The head of China's statistics bureau ordered statisticians to stop using methods that introduce innaccuracies in grain statistics. In doing so, he reveals some of the problems that plague China's statistical system.
On June 9, 2013, Ma Jiantang--commuist party chief and director of China's National Bureau of Statistics--was inspecting the summer grain crop in Anhui Province when he called for local statistical survey personnel to ensure the correctness and truthfulness of statistics on grain output. His comments implicitly reveal some of the problems with the statistics.
Actually, China's grain statistics are among the few agricultural data items that are estimated with statistically sound survey methods. Most agricultural data is still reported up from level to level using administrative methods. But for grain crops, the statistics bureau selects a national sample of villages and plots of land and sends out survey teams to collect cuttings from fields in order to estimate yields. Area planted is based on surveys of farmers' reported plantings in the sample villages which are benchmarked to total crop area measured in decennial agricultural censuses.
The main problem seems to be that the survey teams fail to strictly follow procedures and the National Bureau has no means of knowing how the survey teams actually collect the data. The survey teams are composed of provincial and local statisticians, town and village officials. Based on Mr. Ma's orders, it sounds like local survey teams adopt varying methods, either out of laziness or intent to bias the statistics.
Mr. Ma ordered sample survey teams to strictly implement scientific sampling and estimation methods in a unified and standardized manner. In other words, "Do it the way we told you to do it!"
Ma ordered the statisticians to take actual cuttings from actually measured sample fields without expanding or shrinking the number. In other words, "Don't just make up numbers because it's too much trouble to go out to the village and actually take samples. Record what the number actually was, not what you think it should be! Measure the field with a tape measure, not a bamboo rod!"
Ma said not to miss any grain on the stalks and carefully measure every grain; thresh the grain carefully; and don't take grain from another field to measure output from a sample field. In other words, "Don't be lazy about measuring the grain, and if all the stalks in a field were killed by bugs put down a zero--don't go looking for a 'better' field as a substitute!"

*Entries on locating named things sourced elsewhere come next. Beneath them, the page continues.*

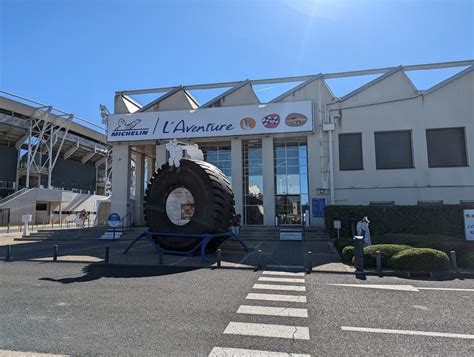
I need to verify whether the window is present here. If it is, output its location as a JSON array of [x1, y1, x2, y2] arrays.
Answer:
[[242, 140, 264, 224], [375, 130, 413, 170], [200, 143, 232, 182], [426, 128, 467, 167], [339, 133, 364, 171]]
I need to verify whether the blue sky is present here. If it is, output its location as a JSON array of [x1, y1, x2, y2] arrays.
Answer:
[[0, 0, 474, 131]]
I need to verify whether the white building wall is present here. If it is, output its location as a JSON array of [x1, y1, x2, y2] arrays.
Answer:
[[332, 72, 474, 204]]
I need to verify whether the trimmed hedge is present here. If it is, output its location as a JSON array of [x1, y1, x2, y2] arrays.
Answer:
[[325, 205, 474, 237], [364, 244, 412, 268], [459, 252, 474, 270], [372, 234, 474, 258], [392, 248, 450, 272], [341, 245, 354, 263]]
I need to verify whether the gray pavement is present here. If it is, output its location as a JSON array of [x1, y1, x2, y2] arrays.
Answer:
[[0, 261, 474, 356]]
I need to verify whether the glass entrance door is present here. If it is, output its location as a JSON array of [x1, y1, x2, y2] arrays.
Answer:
[[276, 195, 302, 225]]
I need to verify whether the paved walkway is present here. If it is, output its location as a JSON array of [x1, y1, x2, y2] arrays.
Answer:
[[0, 237, 352, 272]]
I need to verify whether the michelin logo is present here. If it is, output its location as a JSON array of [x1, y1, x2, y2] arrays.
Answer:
[[111, 118, 149, 137]]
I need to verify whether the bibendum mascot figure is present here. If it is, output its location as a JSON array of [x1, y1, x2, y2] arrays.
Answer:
[[356, 217, 372, 246], [165, 139, 183, 167]]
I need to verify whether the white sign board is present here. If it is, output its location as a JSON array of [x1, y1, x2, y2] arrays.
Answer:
[[107, 101, 313, 141], [464, 209, 474, 240]]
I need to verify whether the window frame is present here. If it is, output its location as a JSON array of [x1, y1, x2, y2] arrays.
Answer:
[[425, 126, 469, 169], [337, 132, 364, 171], [374, 129, 415, 170]]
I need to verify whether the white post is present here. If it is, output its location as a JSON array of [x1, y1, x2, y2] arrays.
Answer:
[[112, 143, 131, 217], [230, 139, 244, 217], [134, 153, 145, 226]]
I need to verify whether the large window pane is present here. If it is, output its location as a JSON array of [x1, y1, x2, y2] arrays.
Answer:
[[242, 140, 263, 224], [426, 128, 467, 167], [375, 130, 413, 169], [339, 133, 364, 170]]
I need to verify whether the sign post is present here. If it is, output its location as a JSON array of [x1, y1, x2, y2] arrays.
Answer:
[[107, 213, 120, 240], [463, 209, 474, 240]]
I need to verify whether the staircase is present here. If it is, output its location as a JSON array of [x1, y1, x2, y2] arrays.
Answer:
[[239, 226, 329, 242], [239, 226, 280, 241]]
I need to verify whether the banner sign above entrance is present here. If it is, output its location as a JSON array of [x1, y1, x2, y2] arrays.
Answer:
[[107, 101, 313, 141]]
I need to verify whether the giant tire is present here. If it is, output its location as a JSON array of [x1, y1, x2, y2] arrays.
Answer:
[[144, 159, 235, 251]]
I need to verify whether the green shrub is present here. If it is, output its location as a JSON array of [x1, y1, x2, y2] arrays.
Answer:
[[325, 205, 474, 237], [341, 245, 354, 263], [459, 252, 474, 270], [334, 238, 354, 255], [392, 248, 450, 272], [372, 234, 474, 257], [364, 244, 411, 268]]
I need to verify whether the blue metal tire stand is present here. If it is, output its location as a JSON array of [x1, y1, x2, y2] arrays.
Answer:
[[123, 231, 249, 263]]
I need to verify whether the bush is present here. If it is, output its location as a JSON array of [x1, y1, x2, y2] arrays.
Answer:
[[341, 245, 354, 263], [372, 234, 474, 257], [325, 205, 474, 237], [392, 248, 450, 272], [459, 252, 474, 270], [334, 238, 354, 255], [364, 244, 412, 268]]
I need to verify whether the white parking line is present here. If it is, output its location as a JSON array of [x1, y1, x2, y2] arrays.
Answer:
[[0, 350, 69, 357], [209, 347, 311, 357], [253, 284, 306, 291], [341, 326, 474, 340], [224, 322, 309, 340], [415, 287, 474, 291], [245, 293, 307, 303], [237, 305, 308, 317], [258, 276, 304, 284], [262, 270, 304, 277]]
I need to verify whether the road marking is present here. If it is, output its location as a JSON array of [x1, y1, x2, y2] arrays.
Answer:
[[328, 284, 418, 292], [246, 293, 307, 302], [253, 284, 306, 291], [328, 284, 474, 292], [224, 322, 309, 340], [415, 287, 474, 291], [341, 326, 474, 340], [262, 270, 304, 277], [0, 350, 69, 357], [267, 264, 304, 269], [258, 276, 304, 284], [209, 347, 311, 357], [237, 305, 308, 317]]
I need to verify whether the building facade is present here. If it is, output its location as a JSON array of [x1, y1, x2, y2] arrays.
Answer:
[[108, 61, 474, 226]]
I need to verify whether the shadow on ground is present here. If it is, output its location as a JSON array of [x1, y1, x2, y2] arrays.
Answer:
[[39, 264, 200, 284]]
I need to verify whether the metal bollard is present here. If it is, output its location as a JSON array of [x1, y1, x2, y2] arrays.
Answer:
[[354, 236, 364, 272], [104, 247, 110, 263], [53, 245, 59, 262], [449, 250, 458, 272], [257, 249, 262, 270], [158, 246, 163, 265], [308, 251, 313, 274], [375, 250, 382, 275], [5, 245, 12, 261], [217, 249, 222, 268]]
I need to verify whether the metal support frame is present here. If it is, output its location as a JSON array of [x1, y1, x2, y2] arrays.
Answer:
[[123, 231, 250, 263], [26, 106, 74, 188]]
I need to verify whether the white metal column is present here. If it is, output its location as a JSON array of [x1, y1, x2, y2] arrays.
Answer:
[[112, 143, 131, 217], [133, 153, 145, 226], [230, 139, 244, 217]]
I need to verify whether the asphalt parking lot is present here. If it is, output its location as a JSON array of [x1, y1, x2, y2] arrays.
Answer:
[[0, 261, 474, 356]]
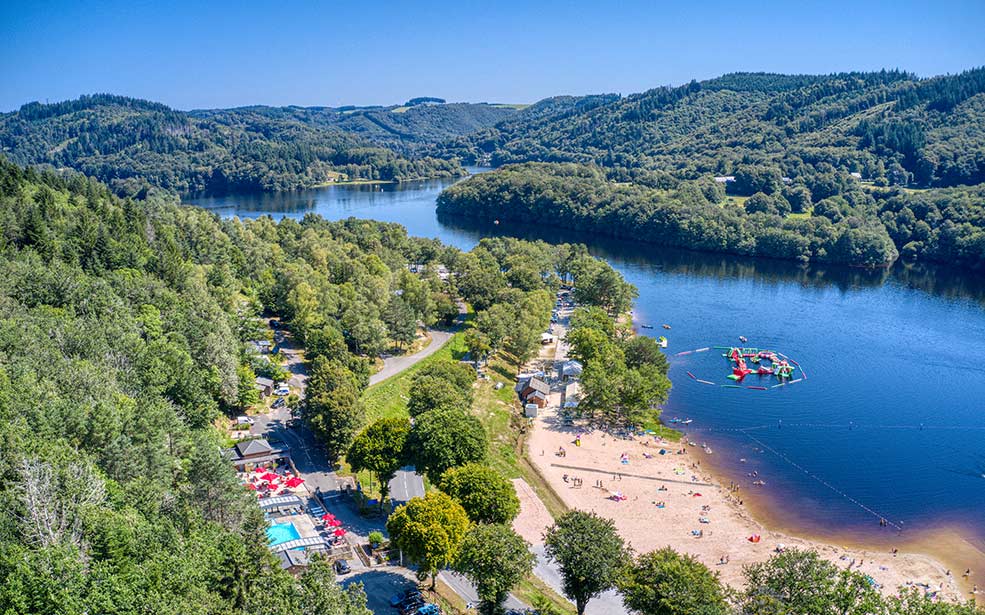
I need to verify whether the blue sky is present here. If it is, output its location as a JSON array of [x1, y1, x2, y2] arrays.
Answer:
[[0, 0, 985, 111]]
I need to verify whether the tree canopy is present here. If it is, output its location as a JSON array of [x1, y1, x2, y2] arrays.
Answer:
[[544, 510, 628, 615], [454, 524, 535, 615], [386, 491, 469, 587], [438, 463, 520, 523]]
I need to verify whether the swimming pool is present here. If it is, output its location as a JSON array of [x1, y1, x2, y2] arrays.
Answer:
[[267, 523, 301, 547]]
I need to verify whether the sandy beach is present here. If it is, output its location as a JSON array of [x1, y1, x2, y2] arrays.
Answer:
[[516, 402, 971, 600]]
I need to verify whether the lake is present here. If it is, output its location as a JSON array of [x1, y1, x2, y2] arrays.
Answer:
[[191, 180, 985, 561]]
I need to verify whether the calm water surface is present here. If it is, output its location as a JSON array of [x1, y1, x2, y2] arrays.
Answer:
[[193, 180, 985, 549]]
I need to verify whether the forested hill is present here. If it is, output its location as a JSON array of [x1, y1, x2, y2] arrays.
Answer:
[[443, 68, 985, 189], [0, 95, 464, 194], [198, 99, 519, 155]]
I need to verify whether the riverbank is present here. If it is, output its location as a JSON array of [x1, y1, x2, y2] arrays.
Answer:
[[530, 410, 970, 600]]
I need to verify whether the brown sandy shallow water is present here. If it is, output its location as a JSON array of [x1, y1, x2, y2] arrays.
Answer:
[[692, 448, 985, 602], [524, 411, 985, 601]]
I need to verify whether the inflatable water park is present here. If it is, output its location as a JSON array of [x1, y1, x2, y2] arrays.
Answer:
[[673, 338, 807, 391]]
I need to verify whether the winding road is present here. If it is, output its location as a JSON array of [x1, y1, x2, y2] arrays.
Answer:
[[369, 303, 465, 386]]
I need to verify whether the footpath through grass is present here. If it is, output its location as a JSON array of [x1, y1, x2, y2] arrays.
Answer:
[[356, 332, 576, 615]]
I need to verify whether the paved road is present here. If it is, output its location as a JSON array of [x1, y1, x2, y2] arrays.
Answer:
[[532, 545, 629, 615], [369, 303, 465, 386], [369, 330, 455, 386], [438, 570, 530, 611]]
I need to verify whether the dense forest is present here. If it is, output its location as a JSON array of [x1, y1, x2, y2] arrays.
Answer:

Ma told them to carefully dry the grain, accurately measure the moisture and weight, and make reasonable estimates of losses based on local practices in harvesting and storing grain. In other words, "Don't record an overestimate of the weight of wet grain and don't forget to deduct the grain that falls on the ground and gets eaten by rats when it's shoveled into bags!"
Mr. Ma said to follow strict regulations in auditing and reporting data up to the next level. In other words, "Don't pad the numbers to make the local officials look good or to qualify for subsidies!"
Ma Jiantang's orders are a reminder that procedures are rarely carried out as they are written. While the leaders may have devised "scientific" methods learned from western "experts," they rarely have any control over how procedures are implemented on the ground by people who have a grade school education or who have an interest in manipulating the data. China's "scientific" approach to development is rarely scientific in actuality since one of the foundations of science is strict standardized procedures. Standardization is antithetical to Chinese society which is based on the "hills are high and emperor is far away" maxim that has always conferred flexibility on local officials in implementing the "emperor's" orders.
The implicit acknowledgement of the statistics' lack of accuracy and truthfulness will come as a surprise to Mr. Chen Xiwen, the Chinese communist party's top rural policy advisor. In 2008, Mr. Chen felt compelled to assure the world that China's grain statistics are true and reliable because they are based on scientific survey methods.